Für ein „Gemüse“ roll einen Eierteig mit einer Kuchenrolle etwa einen halben Finger dick aus und schneide ihn in Würfel wie Bohnen. Wirf diesen Teig in heißes Schmalz, er ist schnell gebacken. Gieß das Schmalz ab und lass die ausgebackenen Würfel trocknen. Und gib sie in eine Tunke oder sonst eine Sauce, und lass die Weinsauce aufkochen bevor du die Bohnen hinein gibst. Bewahr es vor dem Naschen; so kannst du es lange Zeit aufbewahren.
Quelle: Bundesrealgymnasium Körösistraße 155, A-8010 Graz

Begriffsableitungen und Herleitungen


Der Name Nonne stammt aus Ägypten, dem Mutterland des christlichen Mönchtums, Nonnis, unversehrte Jungfrau, und wurde schon von Hieronymus gebraucht.

Wenn ihr euch auch nur mit dreiszig oder vierzig katzendrecken (‚rosinen und mandeln an einen faden gereiht, in schmalz gebacken, gezuckert und süsz übergossen‘) und nonnenfürzchen zeigen wolltet. Eine Herstellungsanleitung findet sich im „Wohl eingerichteten Kochbuch von 1784 aus Hall, Schwäbisch Hall, dass zu dieser Zeit noch fränkisch war.

Im Elsass Nunnefirzle, aus leichtem Butterteig mit Rosenwasser. Im Schlesischen Nonnenfärzel, Nonnenpfärzel, in Köln Nunnefützche, niederdeutsch Nunnenfurte, bremisch Nunnenfürtken, mittelniederdeutsch Nunnekenfurt Nassauisch, plur. Nonnenfarzen, Nonnenfärzen wie Nonnenfürzlein.

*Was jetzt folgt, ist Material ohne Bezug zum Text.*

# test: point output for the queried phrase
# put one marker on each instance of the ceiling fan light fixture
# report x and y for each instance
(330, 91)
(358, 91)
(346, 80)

schwäbisch Nonnenfürzl, Nonnenfürtz sind des Teuffels blassbälck

Die delicaten Franzosen in Paris fordern bei den Restaurateurs diese pets (pet de nonne). Unter dem Namen »Nunnenfürteken« gibt es auch in Pommern eine Art Gebackenes.
→ Nonne’firzercher, m., die Nonnenkrapfel, das Nonnenfärzel (farcire), eine Art Zuckerbackwerk, welches in den Nonnenklöstern häufig gebacken wird, le pet de nonne.
→ fürze Pl.: Fastnachtsküchelchen mit einem Glas aus dem Teig herausgestochen und in heißem Öl gebacken‘,
→ Nunnefärz wobei der Teig mit dem Kochlöffel ins Öl geschöpft wird. ‚rostige Ritter‘, auch ‚klein ausgefallene Gebäckstücke‘

Und die Berliner sagten ganz schlicht: Nonnefärzken dazu, aber auch Nonnenkrapfen wie Mary Hahn in ihrem Kochbuch. Sie bezeichnet ihr Rezept als Berliner Nonnenkrapfen. Mit dem ursprünglichen Klostergebäck haben aber alle Nonnefärzken LOL nichts mehr zu tun. Heute sind es meist fürzchentrockene Teigballons ohne Geschmack.